Londres veut durcir sa législation antiterroriste

Londres — Londres veut durcir sa législation antiterroriste de façon à permettre la condamnation de terroristes présumés britanniques sur la base d'une simple culpabilité «probable» afin d'éviter d'éventuelles attaques suicide, a annoncé le ministre de l'Intérieur David Blunkett.

L'objectif est, selon le ministre, de fusionner la loi antiterroriste de 2000 et celle très controversée de 2001, adoptée après les attentats du 11 septembre aux États-Unis et permettant la détention illimitée sans procès d'étrangers suspectés d'activités terroristes.
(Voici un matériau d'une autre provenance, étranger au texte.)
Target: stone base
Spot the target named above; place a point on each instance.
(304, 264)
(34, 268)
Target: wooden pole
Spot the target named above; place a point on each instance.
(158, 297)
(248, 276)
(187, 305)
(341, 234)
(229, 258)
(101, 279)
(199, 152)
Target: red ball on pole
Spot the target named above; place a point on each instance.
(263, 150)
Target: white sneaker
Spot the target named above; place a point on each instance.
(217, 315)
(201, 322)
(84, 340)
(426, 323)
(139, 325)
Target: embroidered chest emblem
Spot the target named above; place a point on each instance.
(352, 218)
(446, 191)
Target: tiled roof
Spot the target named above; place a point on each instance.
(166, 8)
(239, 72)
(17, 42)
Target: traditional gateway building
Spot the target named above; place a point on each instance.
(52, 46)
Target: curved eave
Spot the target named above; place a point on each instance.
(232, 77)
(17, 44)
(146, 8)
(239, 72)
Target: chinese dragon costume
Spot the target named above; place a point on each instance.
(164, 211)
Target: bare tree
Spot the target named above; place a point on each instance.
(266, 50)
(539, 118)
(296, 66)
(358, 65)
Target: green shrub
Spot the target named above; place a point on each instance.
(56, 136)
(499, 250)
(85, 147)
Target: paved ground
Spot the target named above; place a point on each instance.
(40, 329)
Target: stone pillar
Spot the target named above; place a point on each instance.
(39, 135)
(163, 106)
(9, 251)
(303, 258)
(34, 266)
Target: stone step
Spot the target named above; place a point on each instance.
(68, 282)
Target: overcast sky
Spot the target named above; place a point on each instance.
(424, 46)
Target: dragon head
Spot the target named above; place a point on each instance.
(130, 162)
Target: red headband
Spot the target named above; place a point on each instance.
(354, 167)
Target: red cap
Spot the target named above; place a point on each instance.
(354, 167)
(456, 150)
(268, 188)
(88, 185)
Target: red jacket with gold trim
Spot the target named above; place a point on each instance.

Le gouvernement travailliste espère voir entrer en application ces nouvelles dispositions «avant les prochaines élections législatives» prévues d'ici à 2006, a affirmé M. Blunkett dans une interview à l'agence de presse britannique Press Association lors de sa visite en Inde et au Pakistan. «Je pense que nous devons débattre de la façon dont nous pouvons fusionner la loi antiterroriste de 2000 et celle de 2001», a déclaré M. Blunkett. Ce nouveau texte, qui doit faire l'objet d'un débat public avant d'être déposé devant le parlement, prévoit qu'un Britannique suspecté d'activité terroriste pourrait être condamné non plus sur la base d'une culpabilité «au-delà du doute possible» mais simplement «probable».

Interrogé pour savoir s'il pensait qu'un Britannique pouvait être emprisonné sur cette base, M. Blunkett a répondu: «Oui. Je veux ce débat».

Il s'est également dit favorable à un procès de suspects terroristes qui pourrait avoir lieu en partie en secret, certains éléments n'étant pas communiqués à la défense, afin de protéger les sources du renseignement britannique, selon M. Blunkett.